Depending on the use case, the hazelcast.persistence.auto.cluster.state.strategy Hazelcast property configures which cluster state will be used when members are temporarily missing from the cluster, e.g., pod is rescheduled or rolling restart is in progress. This property has the following values:

  • NO_MIGRATION: Use this as the cluster state if the cluster hosts a mix of persistent and in-memory data structures or if the cluster hosts only persistent data, but you favour availability over speed of recovery. While a member is missing from the cluster, cluster state switches to NO_MIGRATION: this way, the first replica of partitions owned by the missing member are promoted and the data are available. When the member rejoins the cluster, persistent data can be recovered from disk and a differential sync (assuming Merkle trees are enabled, which is the case by default for persistent IMap and ICache) brings them up to speed. For in-memory data structures, a full partition sync is required. This is the default value.

  • FROZEN: Use this cluster state, if your cluster hosts only persistent data structures and you do not mind temporarily losing availability of partitions owned by a missing member in exchange for a speedy recovery from disk.
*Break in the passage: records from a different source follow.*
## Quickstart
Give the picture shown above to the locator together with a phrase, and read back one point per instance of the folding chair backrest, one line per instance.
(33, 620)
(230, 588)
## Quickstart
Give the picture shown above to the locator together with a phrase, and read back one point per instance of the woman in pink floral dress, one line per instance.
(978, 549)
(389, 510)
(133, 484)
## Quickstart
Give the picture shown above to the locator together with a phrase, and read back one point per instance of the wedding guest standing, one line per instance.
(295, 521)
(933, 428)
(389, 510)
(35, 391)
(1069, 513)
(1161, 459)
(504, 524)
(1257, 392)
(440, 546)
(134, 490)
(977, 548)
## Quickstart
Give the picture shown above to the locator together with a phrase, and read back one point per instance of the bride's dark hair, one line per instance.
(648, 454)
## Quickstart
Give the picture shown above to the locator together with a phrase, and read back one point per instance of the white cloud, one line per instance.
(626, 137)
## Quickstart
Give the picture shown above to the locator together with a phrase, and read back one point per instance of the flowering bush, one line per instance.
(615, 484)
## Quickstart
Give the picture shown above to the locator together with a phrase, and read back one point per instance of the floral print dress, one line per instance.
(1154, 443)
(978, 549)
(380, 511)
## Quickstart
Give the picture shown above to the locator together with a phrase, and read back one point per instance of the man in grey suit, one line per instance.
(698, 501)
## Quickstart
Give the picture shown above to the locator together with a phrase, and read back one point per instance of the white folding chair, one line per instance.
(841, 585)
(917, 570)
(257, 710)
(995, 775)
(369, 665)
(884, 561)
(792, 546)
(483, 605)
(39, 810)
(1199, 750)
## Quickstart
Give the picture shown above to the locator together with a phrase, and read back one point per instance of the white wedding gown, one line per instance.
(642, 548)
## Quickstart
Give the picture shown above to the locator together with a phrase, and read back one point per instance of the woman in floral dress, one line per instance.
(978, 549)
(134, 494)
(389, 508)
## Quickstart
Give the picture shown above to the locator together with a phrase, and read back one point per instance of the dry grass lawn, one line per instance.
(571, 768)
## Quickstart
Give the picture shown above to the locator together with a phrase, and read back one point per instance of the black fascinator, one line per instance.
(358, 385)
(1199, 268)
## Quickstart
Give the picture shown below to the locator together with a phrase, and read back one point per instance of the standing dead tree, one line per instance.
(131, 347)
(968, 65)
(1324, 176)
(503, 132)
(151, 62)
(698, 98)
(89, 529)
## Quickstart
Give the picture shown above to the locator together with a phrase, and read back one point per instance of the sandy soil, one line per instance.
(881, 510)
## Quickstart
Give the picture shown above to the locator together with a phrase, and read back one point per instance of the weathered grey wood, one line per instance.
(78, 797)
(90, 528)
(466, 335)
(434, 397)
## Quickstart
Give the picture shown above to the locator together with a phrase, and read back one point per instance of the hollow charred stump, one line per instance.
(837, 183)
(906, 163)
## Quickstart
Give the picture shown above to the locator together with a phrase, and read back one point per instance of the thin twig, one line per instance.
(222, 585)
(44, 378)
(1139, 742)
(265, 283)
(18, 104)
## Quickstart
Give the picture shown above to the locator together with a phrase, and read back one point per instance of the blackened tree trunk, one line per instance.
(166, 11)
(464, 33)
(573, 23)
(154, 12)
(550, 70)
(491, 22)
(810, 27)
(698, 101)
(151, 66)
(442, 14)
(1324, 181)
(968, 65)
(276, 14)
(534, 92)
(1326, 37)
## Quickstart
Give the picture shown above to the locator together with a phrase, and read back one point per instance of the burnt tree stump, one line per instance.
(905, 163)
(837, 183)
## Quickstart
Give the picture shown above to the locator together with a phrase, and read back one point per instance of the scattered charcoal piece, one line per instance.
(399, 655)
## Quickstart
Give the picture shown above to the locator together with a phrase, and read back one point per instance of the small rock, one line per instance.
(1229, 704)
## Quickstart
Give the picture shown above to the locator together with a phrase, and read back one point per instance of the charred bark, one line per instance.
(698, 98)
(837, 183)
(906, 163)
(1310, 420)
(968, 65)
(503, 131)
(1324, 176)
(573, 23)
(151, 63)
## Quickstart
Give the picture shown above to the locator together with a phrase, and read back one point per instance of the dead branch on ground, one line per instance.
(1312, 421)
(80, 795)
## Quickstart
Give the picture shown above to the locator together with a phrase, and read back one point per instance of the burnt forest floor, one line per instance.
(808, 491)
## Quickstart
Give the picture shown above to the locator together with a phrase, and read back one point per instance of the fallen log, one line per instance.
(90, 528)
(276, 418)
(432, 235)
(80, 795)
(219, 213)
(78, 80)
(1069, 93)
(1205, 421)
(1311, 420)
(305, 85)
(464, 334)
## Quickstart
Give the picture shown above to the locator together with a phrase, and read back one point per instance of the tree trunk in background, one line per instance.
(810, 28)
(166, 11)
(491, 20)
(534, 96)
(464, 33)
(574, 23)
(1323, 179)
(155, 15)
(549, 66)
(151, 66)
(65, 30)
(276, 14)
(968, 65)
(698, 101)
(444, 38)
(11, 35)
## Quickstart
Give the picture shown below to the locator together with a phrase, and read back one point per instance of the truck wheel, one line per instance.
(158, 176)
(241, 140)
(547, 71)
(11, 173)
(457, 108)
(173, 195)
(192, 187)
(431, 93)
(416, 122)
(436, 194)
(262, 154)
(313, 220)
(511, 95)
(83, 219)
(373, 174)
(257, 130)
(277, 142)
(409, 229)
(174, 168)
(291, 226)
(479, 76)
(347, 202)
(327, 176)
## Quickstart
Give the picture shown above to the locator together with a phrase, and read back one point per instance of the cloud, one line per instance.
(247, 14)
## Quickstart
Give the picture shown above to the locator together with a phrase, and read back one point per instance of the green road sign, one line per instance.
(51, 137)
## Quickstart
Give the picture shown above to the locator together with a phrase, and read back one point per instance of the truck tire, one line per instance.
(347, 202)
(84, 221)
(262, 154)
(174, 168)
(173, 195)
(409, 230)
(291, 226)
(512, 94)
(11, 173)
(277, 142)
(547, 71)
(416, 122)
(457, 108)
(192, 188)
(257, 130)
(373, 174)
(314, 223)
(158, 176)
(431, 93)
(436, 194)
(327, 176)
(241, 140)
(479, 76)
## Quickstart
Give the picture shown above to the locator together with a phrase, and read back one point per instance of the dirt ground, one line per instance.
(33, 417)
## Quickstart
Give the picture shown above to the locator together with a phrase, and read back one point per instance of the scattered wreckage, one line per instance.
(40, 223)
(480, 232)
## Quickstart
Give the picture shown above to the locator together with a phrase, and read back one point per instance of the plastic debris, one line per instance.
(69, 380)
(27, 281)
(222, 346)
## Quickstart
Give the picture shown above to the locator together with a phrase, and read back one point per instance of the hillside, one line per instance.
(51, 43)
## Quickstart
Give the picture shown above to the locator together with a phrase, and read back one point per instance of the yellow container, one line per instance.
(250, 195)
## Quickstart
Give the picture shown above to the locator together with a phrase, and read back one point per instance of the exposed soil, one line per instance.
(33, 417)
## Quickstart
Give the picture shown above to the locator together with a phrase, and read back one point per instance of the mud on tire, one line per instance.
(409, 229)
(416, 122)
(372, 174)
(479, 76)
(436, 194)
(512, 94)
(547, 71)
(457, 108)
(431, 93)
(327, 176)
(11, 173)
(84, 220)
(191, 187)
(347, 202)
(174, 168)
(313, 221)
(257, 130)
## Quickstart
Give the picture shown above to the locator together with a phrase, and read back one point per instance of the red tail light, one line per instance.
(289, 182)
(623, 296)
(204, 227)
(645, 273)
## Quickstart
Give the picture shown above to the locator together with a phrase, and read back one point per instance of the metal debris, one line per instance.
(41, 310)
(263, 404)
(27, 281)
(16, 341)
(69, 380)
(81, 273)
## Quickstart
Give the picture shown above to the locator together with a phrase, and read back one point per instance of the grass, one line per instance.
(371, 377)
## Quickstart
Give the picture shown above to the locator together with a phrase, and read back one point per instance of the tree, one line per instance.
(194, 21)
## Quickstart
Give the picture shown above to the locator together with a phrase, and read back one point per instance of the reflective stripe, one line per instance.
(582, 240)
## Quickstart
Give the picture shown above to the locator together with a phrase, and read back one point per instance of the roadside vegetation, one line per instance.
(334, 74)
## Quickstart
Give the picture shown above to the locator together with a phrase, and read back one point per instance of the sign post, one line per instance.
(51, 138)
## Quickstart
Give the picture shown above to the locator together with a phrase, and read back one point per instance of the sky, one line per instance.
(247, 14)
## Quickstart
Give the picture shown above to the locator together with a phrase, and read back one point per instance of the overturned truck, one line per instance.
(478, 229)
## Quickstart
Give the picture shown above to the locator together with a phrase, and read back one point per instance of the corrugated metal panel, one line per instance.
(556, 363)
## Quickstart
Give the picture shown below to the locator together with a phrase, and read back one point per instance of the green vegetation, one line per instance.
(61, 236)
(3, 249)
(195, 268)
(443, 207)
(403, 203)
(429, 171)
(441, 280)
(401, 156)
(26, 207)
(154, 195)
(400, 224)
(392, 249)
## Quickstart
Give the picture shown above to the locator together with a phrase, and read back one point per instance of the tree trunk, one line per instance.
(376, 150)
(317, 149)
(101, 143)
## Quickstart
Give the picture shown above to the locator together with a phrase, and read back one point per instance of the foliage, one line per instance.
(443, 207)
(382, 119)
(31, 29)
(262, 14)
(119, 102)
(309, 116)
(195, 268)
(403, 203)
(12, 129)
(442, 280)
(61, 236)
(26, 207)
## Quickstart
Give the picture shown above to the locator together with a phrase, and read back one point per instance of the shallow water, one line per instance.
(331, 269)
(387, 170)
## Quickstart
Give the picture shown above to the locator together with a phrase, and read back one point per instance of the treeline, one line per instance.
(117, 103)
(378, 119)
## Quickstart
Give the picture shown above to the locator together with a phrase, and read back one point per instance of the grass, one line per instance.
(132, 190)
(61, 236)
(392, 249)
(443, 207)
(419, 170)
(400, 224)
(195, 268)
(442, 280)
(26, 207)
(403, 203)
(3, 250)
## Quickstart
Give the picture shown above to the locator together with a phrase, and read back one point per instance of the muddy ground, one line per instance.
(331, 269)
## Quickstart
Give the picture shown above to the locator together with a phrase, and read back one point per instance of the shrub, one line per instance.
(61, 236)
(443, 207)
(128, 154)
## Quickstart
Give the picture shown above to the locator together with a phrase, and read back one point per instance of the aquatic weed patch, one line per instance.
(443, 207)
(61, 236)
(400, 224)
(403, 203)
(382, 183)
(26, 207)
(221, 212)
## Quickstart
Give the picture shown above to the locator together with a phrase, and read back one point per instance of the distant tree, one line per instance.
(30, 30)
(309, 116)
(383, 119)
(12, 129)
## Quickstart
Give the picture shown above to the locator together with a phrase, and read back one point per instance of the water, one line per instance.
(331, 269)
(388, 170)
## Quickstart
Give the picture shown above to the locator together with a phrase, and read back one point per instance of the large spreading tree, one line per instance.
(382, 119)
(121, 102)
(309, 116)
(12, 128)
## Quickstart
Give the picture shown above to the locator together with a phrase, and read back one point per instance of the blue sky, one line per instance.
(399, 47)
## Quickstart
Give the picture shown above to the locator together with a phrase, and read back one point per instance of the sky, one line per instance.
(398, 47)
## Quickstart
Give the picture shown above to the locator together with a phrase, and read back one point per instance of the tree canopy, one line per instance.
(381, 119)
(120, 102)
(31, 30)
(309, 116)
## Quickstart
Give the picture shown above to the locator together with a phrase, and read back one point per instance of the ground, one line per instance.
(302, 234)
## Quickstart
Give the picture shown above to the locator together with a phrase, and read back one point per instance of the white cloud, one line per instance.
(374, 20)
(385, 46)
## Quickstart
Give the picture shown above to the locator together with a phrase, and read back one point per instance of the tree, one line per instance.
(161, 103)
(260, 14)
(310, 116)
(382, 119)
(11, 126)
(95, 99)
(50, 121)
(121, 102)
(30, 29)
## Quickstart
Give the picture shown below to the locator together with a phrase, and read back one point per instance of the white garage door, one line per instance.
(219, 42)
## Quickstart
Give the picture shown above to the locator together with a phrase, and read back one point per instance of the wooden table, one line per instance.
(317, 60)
Once the member rejoins, no sync over the network is required.

Best practices

When running Hazelcast with persistence in Kubernetes, the following configuration is recommended:

  • Use /hazelcast/health/node-state as liveness probe and /hazelcast/health/ready as readiness probe.

  • In your persistence configuration:

    • do not set a non-zero value for rebalance-delay-seconds property. Automatic cluster state management deals with switching to appropriate cluster state that may or may not allow partition rebalancing to occur depending on the detected status of the cluster.

    • Use PARTIAL_RECOVERY_MOST_COMPLETE as cluster-data-recovery-policy and set auto-remove-stale-data to true, to minimize the need for manual interventions. Even in edge cases in which a member performs force-start (i.e. cleans its persistent data directory and rejoins the cluster with a new identity), data can usually be recovered from backup partitions (assuming IMap s and ICache s are configured with 1 or more backups).

  • Start Hazelcast with the -Dhazelcast.stale.join.prevention.duration.seconds=5 Java option. Since Kubernetes may quickly reschedule pods, the default value of 30 seconds to avoid a stale join request being processed is too high and may cause unnecessary delays in members rejoining the cluster.